Se o segredo escandinavo é mesmo o modelo de estado de bem-estar social, então como explicar que os 12 milhões de americanos descendentes da Escandinávia apresentem uma taxa de pobreza menor do que a dos próprios escandinavos que não emigraram? Além disso, esses “vikings” americanos são também mais ricos do que a média nacional, e sua renda per capita seria maior do que a desses países, à exceção da Noruega, com abundante “ouro negro”. Em outras palavras, a Escandinávia que existe dentro dos Estados Unidos tem menos pobreza e é mais rica do que a original.

O modelo escandinavo, portanto, não refuta as leis econômicas. Ao contrário: as confirma! A Suécia experimentou uma drástica perda após o planejamento central e a pesada carga tributária, e teve que realizar várias reformas liberais para recuperar parte do que perdera. A Dinamarca seguiu o mesmo caminho. A Noruega vem atrás, em passo mais lento, pois conta com a riqueza do petróleo ainda.

Segundo o Índice de Liberdade Econômica, esses países seriam considerados liberais hoje, não socialistas. Apesar da carga tributária elevada, mas cada vez mais convergente com a europeia, seus mercados são abertos e as leis trabalhistas são mais flexíveis. Medidas que restringem as benesses para desocupados foram adotadas.

Ainda assim, há um patamar nada desprezível de desemprego, especialmente entre os jovens, muitas vezes disfarçado pelas licenças permanentes ou temporárias de saúde. Pode colocar isso na fatura do “welfare state”, assim como a dificuldade em absorver os imigrantes, o que tem gerado sérios problemas sociais e recrudescimento da xenofobia, como se pode ver pelo avanço dos partidos nacionalistas.

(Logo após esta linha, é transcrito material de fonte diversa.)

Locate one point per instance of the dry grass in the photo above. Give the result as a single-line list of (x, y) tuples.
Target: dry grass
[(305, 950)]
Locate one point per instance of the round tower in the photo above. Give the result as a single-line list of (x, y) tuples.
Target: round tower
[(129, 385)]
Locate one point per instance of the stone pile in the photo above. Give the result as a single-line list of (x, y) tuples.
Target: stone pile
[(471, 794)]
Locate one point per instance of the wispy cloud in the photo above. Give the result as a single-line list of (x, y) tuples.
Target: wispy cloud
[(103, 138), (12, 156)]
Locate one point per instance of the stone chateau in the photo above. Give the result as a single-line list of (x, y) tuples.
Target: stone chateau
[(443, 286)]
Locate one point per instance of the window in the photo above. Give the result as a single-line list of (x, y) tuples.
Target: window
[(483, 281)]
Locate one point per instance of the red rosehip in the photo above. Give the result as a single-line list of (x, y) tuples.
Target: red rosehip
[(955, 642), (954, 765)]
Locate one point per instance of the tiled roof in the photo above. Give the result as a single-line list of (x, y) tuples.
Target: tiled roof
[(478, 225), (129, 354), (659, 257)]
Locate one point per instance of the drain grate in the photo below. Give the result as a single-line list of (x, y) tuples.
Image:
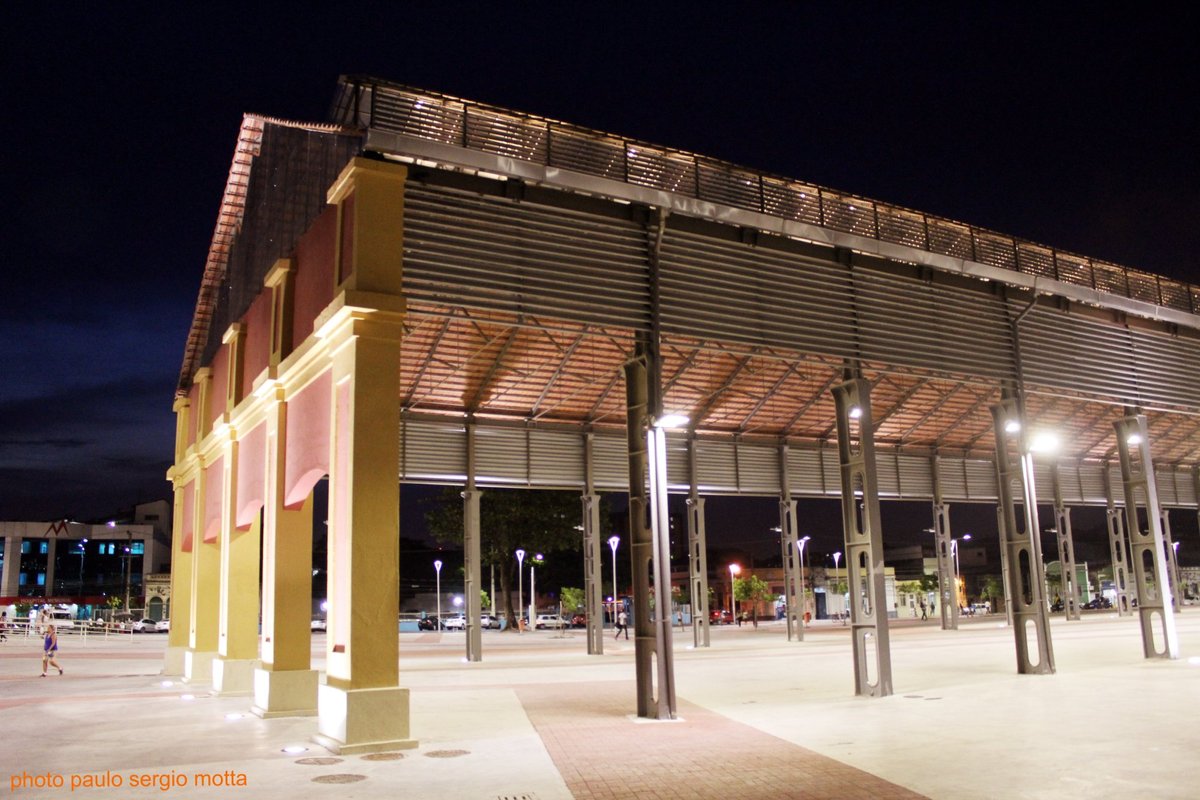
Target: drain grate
[(341, 777), (447, 753)]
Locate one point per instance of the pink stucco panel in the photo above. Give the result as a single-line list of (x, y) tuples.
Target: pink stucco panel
[(251, 476), (306, 459), (214, 487), (257, 353), (313, 288), (189, 516)]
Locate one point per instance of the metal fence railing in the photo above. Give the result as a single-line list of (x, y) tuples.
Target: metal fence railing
[(381, 104)]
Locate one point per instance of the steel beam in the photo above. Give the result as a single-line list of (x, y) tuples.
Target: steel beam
[(1146, 545), (943, 547), (697, 554), (864, 536), (1069, 583), (473, 581), (1026, 576), (1117, 548), (593, 560)]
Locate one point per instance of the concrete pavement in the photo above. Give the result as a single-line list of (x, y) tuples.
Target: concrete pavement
[(539, 719)]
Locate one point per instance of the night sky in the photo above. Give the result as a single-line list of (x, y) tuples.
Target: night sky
[(119, 126)]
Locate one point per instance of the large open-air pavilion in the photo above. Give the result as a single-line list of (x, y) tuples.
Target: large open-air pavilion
[(429, 289)]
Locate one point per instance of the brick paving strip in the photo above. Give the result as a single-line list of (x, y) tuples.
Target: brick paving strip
[(603, 753)]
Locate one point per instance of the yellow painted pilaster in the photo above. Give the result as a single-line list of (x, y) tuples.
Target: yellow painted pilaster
[(180, 591), (202, 642), (285, 684), (238, 618), (360, 705)]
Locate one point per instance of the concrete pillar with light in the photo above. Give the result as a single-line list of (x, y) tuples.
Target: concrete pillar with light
[(1147, 547), (863, 535), (1026, 576)]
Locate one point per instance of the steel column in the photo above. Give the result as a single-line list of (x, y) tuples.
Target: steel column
[(1003, 566), (1069, 583), (790, 540), (864, 536), (473, 579), (1146, 547), (943, 545), (593, 561), (1173, 563), (1026, 576), (642, 547), (697, 554), (1117, 547)]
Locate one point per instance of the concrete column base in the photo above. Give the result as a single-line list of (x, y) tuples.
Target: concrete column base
[(233, 675), (285, 693), (173, 662), (198, 666), (363, 720)]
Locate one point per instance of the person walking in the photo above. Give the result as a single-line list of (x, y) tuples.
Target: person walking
[(622, 624), (49, 649)]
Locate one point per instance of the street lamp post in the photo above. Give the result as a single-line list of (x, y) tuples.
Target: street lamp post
[(803, 602), (520, 587), (613, 541), (733, 600), (437, 569)]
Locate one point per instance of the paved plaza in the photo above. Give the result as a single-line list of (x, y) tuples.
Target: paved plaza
[(539, 719)]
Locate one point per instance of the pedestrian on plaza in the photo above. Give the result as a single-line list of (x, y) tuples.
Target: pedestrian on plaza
[(49, 649)]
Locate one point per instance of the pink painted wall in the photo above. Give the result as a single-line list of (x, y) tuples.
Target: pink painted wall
[(220, 384), (257, 353), (214, 483), (315, 274), (307, 440), (251, 475)]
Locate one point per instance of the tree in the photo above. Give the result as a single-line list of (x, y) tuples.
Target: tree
[(754, 590), (509, 519)]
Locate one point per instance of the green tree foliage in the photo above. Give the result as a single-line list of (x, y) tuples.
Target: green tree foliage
[(537, 521), (571, 599), (751, 590)]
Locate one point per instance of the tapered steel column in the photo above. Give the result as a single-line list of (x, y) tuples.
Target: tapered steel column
[(1146, 546), (1003, 567), (1117, 548), (652, 637), (790, 536), (1069, 582), (943, 545), (593, 602), (1026, 576), (473, 570), (1173, 563), (697, 554), (864, 536)]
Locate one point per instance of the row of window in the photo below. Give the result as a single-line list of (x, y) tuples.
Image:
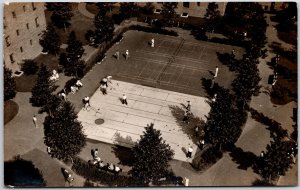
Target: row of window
[(7, 39), (24, 9), (187, 4), (11, 56)]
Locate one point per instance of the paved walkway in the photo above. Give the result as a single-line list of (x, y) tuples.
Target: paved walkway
[(125, 123)]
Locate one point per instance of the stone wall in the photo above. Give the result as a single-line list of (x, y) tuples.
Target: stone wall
[(23, 26)]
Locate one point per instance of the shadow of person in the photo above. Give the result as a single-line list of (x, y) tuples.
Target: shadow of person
[(211, 73), (184, 150)]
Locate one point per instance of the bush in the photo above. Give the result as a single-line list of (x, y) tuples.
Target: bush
[(29, 67), (83, 169), (208, 158)]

Paul Krugman acredita que basta um passeio por Estocolmo para derrubar a ideia de que o “welfare state” fracassou. É o contrário: basta conhecer o passado e o presente desses países nórdicos para constatar como esse modelo custou caro, gerou ineficiências e atrasou o progresso deles. O quão mais ricos os suecos, dinamarqueses, finlandeses e noruegueses poderiam estar se tivessem continuado com um modelo mais liberal não podemos dizer. É “aquilo que não se vê”, o custo oculto desse modelo. Mas é possível especular que, aí sim, seriam a inveja do mundo todo e com motivos concretos para tanto.

Como Tom Palmer escreve no prefácio, ninguém que ler essa obra vai ser capaz de repetir, ao menos não sem um peso na consciência, os slogans comuns sobre o socialismo nórdico, as políticas de “terceira via” ou como os altos impostos e as rendas garantidas pelo estado fomentam o crescimento econômico e alimentam uma responsabilidade moral e um espírito comunitário. É justamente o contrário.